Acompañaba al príncipe no sólo la flor y nata de la nobleza española, sino un cortejo de humanistas, teólogos, letrados y hombres de ciencia, para evidenciar la buena educación y talla intelectual de don Felipe. Entre esos sabios iba el citado Calvete de la Estrella, historiador y poeta, que escribiría la crónica del viaje.

Don Felipe fue a embarcar a Barcelona, donde le esperaba una imponente flota de 58 galeras e innumerables naves auxiliares, bajo mando del lobo de mar más famoso de la época, el viejo almirante genovés Andrea Doria. Zarpó de Rosas el 2 de noviembre y entró en Italia por la mejor puerta, la hermosa bahía de Génova.

Ahí se produjo el primer choque del príncipe con el mundo exterior. Viniendo de la sobria y seca Castilla Felipe quedó descolocado por la sensualidad, el refinamiento y las frivolidades de Italia. Había sido educado para mantener siempre un firme control de sus emociones, lo que se llamaba «el sosiego», pero a los italianos les pareció altivez y sosería. 

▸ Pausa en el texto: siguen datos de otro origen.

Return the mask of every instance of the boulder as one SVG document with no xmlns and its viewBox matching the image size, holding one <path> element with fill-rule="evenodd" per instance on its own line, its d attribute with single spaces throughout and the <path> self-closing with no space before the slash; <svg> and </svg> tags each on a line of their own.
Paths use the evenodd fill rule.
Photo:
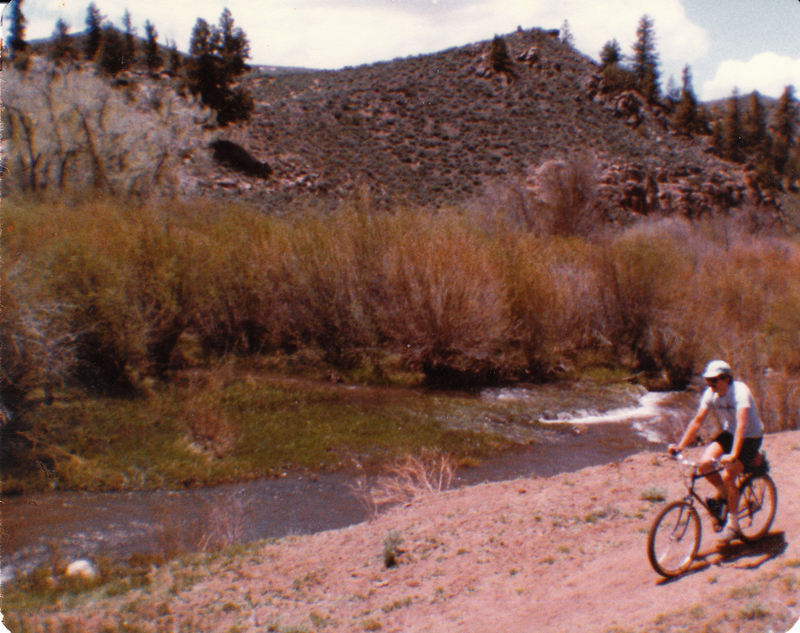
<svg viewBox="0 0 800 633">
<path fill-rule="evenodd" d="M 64 575 L 69 578 L 82 578 L 84 580 L 94 580 L 100 574 L 97 568 L 85 558 L 72 561 L 68 566 Z"/>
</svg>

Sin embargo, poco a poco se fueron limando las asperezas, y don Felipe fue entrando en el juego de aquel mundo amable especialmente por la vía del erotismo. Es decir, que tuvo amantes en todas las ciudades por las que pasó, como el marinero que tiene una novia en cada puerto, pues a las damas italianas les seducía acostarse con quien sería el rey más poderoso del mundo, que además era un joven elegante y no mal parecido.

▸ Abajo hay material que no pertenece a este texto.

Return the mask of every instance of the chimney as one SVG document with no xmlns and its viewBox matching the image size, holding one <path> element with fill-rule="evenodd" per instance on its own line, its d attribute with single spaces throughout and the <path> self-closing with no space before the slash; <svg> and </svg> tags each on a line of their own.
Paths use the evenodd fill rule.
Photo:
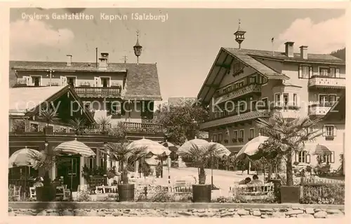
<svg viewBox="0 0 351 224">
<path fill-rule="evenodd" d="M 71 66 L 72 65 L 72 55 L 67 55 L 67 66 Z"/>
<path fill-rule="evenodd" d="M 107 63 L 109 60 L 109 53 L 107 52 L 101 53 L 101 57 L 106 59 L 106 63 Z"/>
<path fill-rule="evenodd" d="M 104 57 L 99 58 L 99 69 L 107 69 L 107 59 Z"/>
<path fill-rule="evenodd" d="M 300 47 L 300 56 L 301 59 L 307 59 L 307 46 L 302 46 Z"/>
<path fill-rule="evenodd" d="M 293 57 L 293 42 L 286 42 L 285 43 L 285 55 L 289 57 Z"/>
</svg>

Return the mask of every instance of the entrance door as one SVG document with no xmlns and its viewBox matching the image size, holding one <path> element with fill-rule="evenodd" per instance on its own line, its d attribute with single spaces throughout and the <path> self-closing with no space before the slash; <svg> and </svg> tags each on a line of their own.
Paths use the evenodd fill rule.
<svg viewBox="0 0 351 224">
<path fill-rule="evenodd" d="M 80 158 L 77 155 L 62 156 L 58 163 L 57 176 L 63 176 L 63 184 L 67 185 L 68 189 L 71 188 L 71 176 L 72 176 L 72 189 L 77 191 L 79 185 Z M 72 169 L 73 164 L 73 169 Z"/>
</svg>

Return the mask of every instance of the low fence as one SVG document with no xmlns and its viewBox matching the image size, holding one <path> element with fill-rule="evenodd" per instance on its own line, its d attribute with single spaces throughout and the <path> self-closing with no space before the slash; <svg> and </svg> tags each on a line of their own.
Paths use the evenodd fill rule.
<svg viewBox="0 0 351 224">
<path fill-rule="evenodd" d="M 303 204 L 345 204 L 345 181 L 326 178 L 301 178 Z"/>
</svg>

Otra forma de conexión con el universo italiano fue la pintura, o más concretamente, la pintura de desnudos. En la pintura española no había desnudos, de modo que Felipe quedó embelesado con tantas Venus, Dianas, Ledas y ninfas. El gran Tiziano, que ya era pintor de Carlos V, para quien pintaba cuadros religiosos, se convertiría en el artista erótico de Felipe, como podemos disfrutar hoy en le Museo del Prado. Además de esas pinturas nos ha quedado una jugosa correspondencia entre ambos, en la que conversaban con libertad sobre los elementos sexuales que debían tener las obras que Felipe encargaba.

Tras recorrer el Norte de Italia con especial parada en Milán, de donde Felipe era duque soberano, pasó a tierras germánicas por el Tirol. Alemania era un mundo muy distinto a Italia, pero el príncipe había aprendido ya de sus primeras experiencias a adaptarse al entorno. Frente a los refinamientos de Italia, Alemania resultaba tosca, a los alemanes les gustaba comer hasta hartarse y beber hasta que se les saliese por los ojos, y aunque Felipe era austero por naturaleza y educación, se entregó a las comilonas y los excesos etílicos de sus anfitriones, según daría testimonio su sumiller Vicente Álvarez.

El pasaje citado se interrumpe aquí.